Martin Fick wrote:
> So, it has me wondering if there isn't a more accurate way
> to estimate the new packfile without wasting a ton of time?

I'm not sure there is. Adding the sizes of individual packs can be off
by a lot, because your deltification will be more effective if you
have more data to slide windows over and compress. For the purposes of
illustration, take a simple example:

packfile-1 has a 30M Makefile and several tiny deltas. Total = 40M.
packfile-2 has a 31M Makefile.um and several tiny deltas. Total = 40M.
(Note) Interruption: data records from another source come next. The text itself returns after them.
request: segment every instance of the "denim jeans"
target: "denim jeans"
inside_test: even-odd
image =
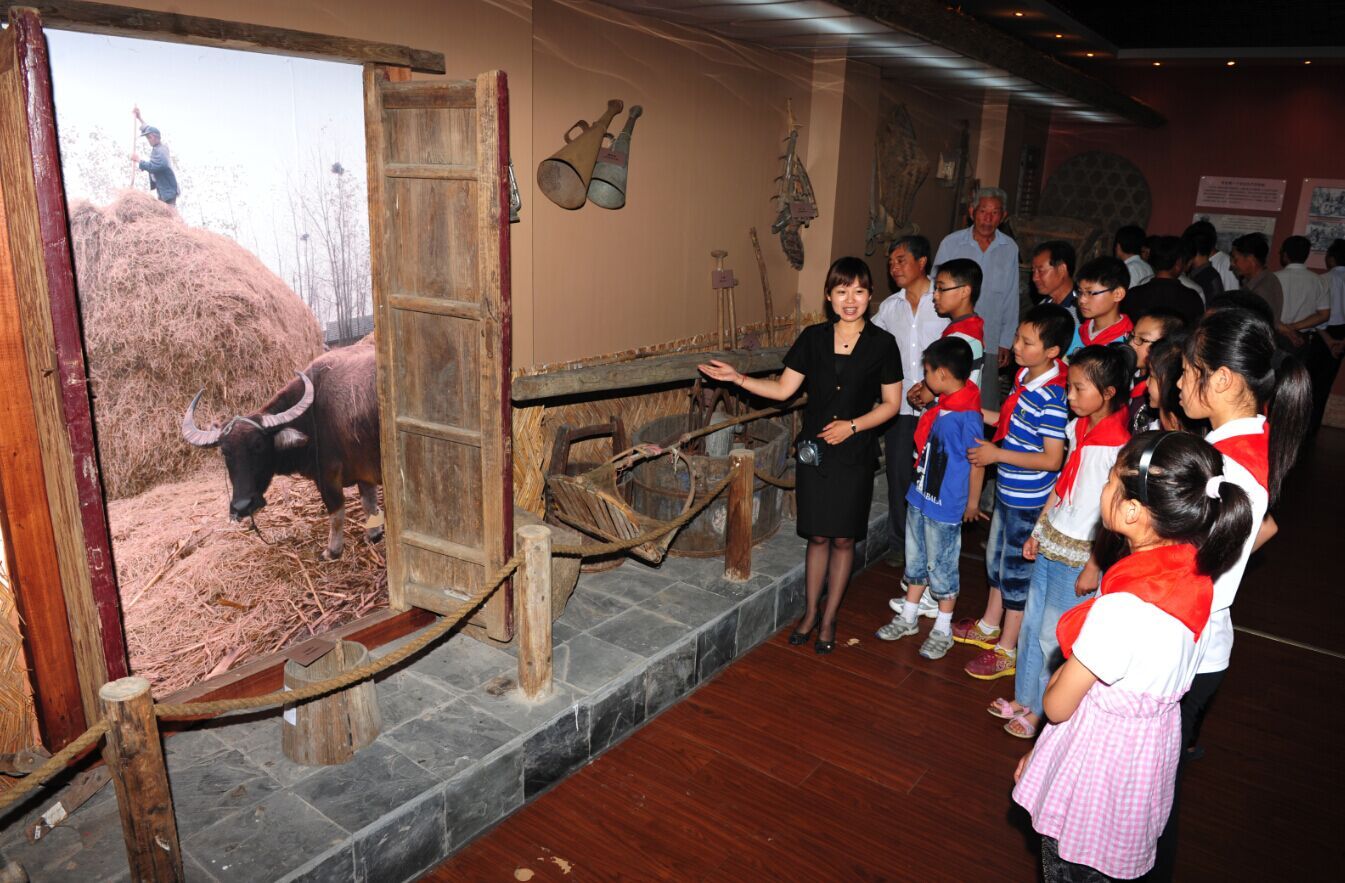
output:
[[[887,457],[887,530],[893,551],[901,551],[906,544],[906,491],[911,486],[914,471],[912,449],[915,447],[915,426],[919,421],[915,414],[899,414],[883,434],[883,450]]]
[[[906,582],[929,586],[935,600],[957,597],[957,561],[962,555],[962,523],[944,524],[926,518],[907,504]]]
[[[1041,507],[1015,509],[995,497],[990,538],[985,544],[985,571],[990,587],[1004,596],[1005,610],[1022,610],[1032,582],[1032,562],[1023,557],[1023,543],[1032,536]]]
[[[1074,581],[1082,572],[1082,567],[1052,561],[1045,555],[1037,556],[1037,566],[1032,570],[1023,630],[1018,633],[1018,673],[1014,675],[1013,698],[1037,714],[1041,714],[1046,682],[1062,661],[1060,642],[1055,637],[1056,624],[1066,610],[1089,598],[1074,594]]]

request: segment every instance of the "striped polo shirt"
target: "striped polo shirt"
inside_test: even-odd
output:
[[[1064,441],[1065,427],[1069,423],[1065,387],[1050,383],[1060,370],[1058,365],[1053,365],[1024,386],[1022,394],[1018,396],[1018,404],[1009,417],[1009,434],[1000,443],[1004,450],[1040,454],[1046,450],[1046,439],[1058,438]],[[1008,463],[1000,463],[997,468],[999,499],[1011,509],[1039,509],[1045,506],[1056,477],[1060,474],[1022,469]]]

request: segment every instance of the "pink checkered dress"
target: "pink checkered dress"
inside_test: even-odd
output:
[[[1061,858],[1123,880],[1153,867],[1172,809],[1180,699],[1099,681],[1069,720],[1047,725],[1013,799]]]

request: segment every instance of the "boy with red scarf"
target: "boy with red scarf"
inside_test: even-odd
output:
[[[1086,346],[1124,346],[1135,330],[1130,317],[1122,315],[1121,301],[1130,285],[1130,271],[1117,258],[1094,258],[1080,268],[1079,329],[1069,355]]]
[[[981,391],[969,380],[972,351],[960,337],[931,343],[924,365],[925,386],[938,400],[915,427],[915,480],[906,492],[906,599],[878,637],[896,641],[915,634],[920,596],[928,588],[939,613],[920,655],[941,659],[953,646],[962,522],[980,517],[985,471],[967,462],[967,449],[981,438]]]
[[[971,258],[939,265],[934,276],[934,311],[948,320],[943,337],[960,337],[971,347],[971,382],[979,389],[985,366],[985,320],[976,315],[981,299],[981,267]]]

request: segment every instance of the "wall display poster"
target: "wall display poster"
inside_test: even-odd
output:
[[[1284,207],[1283,178],[1221,178],[1202,175],[1196,205],[1206,208],[1236,208],[1254,212],[1277,212]]]
[[[1312,242],[1308,266],[1324,268],[1331,240],[1345,239],[1345,178],[1303,179],[1294,232]]]
[[[1231,254],[1233,250],[1233,240],[1245,233],[1261,233],[1266,237],[1266,241],[1271,243],[1271,253],[1274,253],[1275,242],[1275,218],[1262,217],[1260,215],[1219,215],[1213,212],[1196,212],[1191,217],[1192,221],[1209,221],[1214,225],[1214,229],[1219,234],[1219,251],[1224,254]]]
Now, what is the size of packfile-3 which contains the contents of
both packfile-1 and packfile-2? 80M is a bad estimate, because you can
store deltas against just one Makefile.

So, unless you do an in-depth analysis of the objects in the packfiles
(which can be terribly expensive), I don't see how you can arrive at a
better estimate.

> If not, one approach which might be worth experimenting with
> is to just assume that new packfiles have size 0!  Then just
> consolidate them with any other packfile which is ready for
> consolidation, or if none are ready, with the smallest
> packfile.  I would not be surprised to see this work on
> average better than the current summation,

That is assuming that all fetches (or pushes) are small, which is
probably a good rule; you might like to have a "smallness threshold",
although I haven't thought hard about the problem.